Figure 3: The average error performance of spread-spectrum watermarking in the pixel domain for various
attacks and embedding rates.
1.4 Results
Unfortunately, systematically quantifying the amount of perceptible disruption caused by modifying an
image is difficult without making broad assumptions about the human visual system or convening a focus
group. However, as the reader will hopefully agree upon inspecting Figure 1(d), the visual disruption caused
by the embedding is subjectively minimal to nonexistent.
Figure 3 summarizes the outcomes that can be quantitatively measured. As expected, spread-spectrum
exhibits a relatively high level of robustness to the AWGN attack (Figure 3(a)) because, when summing over
the respective subsets, the introduced noise tends to cancel itself.
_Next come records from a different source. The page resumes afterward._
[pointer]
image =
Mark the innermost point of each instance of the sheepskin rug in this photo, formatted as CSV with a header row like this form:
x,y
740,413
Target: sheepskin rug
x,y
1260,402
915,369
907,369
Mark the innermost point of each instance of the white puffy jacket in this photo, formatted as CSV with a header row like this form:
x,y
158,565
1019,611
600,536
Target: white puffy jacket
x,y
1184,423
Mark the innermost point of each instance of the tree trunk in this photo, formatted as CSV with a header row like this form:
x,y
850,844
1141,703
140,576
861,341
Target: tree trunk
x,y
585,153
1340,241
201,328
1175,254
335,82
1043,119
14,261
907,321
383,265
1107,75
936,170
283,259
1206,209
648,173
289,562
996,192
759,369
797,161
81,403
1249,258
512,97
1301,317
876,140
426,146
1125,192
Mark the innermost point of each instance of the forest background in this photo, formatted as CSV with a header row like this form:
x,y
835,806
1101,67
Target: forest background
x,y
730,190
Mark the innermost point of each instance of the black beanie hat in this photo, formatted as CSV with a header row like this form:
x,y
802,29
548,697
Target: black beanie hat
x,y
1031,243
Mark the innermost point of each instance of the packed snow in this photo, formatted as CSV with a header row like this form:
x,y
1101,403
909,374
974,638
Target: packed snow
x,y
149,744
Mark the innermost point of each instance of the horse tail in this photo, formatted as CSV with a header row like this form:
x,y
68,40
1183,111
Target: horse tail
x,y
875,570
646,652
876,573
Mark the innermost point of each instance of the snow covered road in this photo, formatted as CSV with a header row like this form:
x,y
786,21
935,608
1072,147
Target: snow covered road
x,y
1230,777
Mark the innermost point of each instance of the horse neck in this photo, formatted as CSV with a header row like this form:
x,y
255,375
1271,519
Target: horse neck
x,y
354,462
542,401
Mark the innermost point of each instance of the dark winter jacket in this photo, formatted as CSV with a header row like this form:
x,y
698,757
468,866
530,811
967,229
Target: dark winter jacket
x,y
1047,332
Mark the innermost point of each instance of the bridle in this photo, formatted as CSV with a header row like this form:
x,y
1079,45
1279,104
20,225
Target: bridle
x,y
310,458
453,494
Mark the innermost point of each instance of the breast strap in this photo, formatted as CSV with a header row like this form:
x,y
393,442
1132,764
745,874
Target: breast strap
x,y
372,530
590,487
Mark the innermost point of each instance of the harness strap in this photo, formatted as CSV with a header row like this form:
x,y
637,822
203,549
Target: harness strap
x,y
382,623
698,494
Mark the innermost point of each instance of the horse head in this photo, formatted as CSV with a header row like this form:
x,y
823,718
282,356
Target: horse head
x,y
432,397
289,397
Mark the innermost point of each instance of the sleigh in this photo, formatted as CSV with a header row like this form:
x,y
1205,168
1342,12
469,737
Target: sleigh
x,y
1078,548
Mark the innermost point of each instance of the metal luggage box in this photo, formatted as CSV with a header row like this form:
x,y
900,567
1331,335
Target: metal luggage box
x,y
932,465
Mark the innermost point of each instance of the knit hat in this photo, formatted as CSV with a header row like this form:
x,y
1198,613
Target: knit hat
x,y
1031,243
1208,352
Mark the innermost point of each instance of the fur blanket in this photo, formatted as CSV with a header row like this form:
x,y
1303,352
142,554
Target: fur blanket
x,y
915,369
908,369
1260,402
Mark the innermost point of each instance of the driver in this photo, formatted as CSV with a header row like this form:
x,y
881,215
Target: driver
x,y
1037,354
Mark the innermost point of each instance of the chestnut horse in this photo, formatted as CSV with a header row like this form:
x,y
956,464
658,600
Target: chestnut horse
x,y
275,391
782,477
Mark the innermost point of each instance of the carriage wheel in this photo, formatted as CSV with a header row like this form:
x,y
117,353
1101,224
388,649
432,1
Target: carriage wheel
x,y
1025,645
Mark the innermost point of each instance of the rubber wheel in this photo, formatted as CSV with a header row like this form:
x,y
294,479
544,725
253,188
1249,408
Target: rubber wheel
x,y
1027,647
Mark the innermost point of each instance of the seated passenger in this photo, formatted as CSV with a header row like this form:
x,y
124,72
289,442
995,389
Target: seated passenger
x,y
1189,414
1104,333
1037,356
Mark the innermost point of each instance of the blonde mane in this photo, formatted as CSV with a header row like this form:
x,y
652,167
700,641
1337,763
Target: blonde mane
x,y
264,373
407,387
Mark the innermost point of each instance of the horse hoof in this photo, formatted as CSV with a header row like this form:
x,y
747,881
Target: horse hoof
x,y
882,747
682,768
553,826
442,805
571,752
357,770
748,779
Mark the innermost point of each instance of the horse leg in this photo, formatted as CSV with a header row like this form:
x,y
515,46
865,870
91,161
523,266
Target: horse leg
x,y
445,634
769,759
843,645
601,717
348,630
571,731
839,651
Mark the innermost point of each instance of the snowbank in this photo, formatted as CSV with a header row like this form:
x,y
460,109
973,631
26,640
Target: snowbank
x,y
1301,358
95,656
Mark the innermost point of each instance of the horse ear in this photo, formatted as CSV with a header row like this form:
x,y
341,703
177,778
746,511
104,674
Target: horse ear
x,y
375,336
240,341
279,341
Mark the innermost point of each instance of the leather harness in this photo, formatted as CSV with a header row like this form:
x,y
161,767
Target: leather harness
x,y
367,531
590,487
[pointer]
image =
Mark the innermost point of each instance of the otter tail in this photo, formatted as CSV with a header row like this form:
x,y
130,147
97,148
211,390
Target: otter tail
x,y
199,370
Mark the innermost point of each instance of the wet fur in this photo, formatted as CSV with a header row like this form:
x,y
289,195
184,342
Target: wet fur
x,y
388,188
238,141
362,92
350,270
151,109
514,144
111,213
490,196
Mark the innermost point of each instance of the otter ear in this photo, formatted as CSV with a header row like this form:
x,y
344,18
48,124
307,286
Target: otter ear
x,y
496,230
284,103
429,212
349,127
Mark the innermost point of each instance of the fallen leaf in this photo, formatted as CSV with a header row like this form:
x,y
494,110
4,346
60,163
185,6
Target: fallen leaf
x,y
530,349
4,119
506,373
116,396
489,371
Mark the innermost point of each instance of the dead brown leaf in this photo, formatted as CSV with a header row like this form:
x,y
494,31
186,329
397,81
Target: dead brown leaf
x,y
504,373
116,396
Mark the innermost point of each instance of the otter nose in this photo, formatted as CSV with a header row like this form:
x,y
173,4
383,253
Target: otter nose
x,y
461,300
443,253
Spread-spectrum also survives each of the
JPEG attacks (Figure 3(b)) surprisingly well, again because of the inherent redundancy in the embedding
method. However, rescaling attacks (Figure 3(c)) present a far greater challenge; with a rescaling ratio of
25%, spread-spectrum barely outperforms random guessing, even for embedding rates as low as 10−5 bits
per pixel.
More critically, host interference alone (with no additional attacks) is sufficient to limit the embedding
rate to less than 10−3 bits per pixel (in the case of a 1024 × 1024 image, as presented here, a little over
a kilobit of information) if perfect reconstruction is desired. This result makes clear that spread-spectrum
should only be used when bandwidth is not a priority.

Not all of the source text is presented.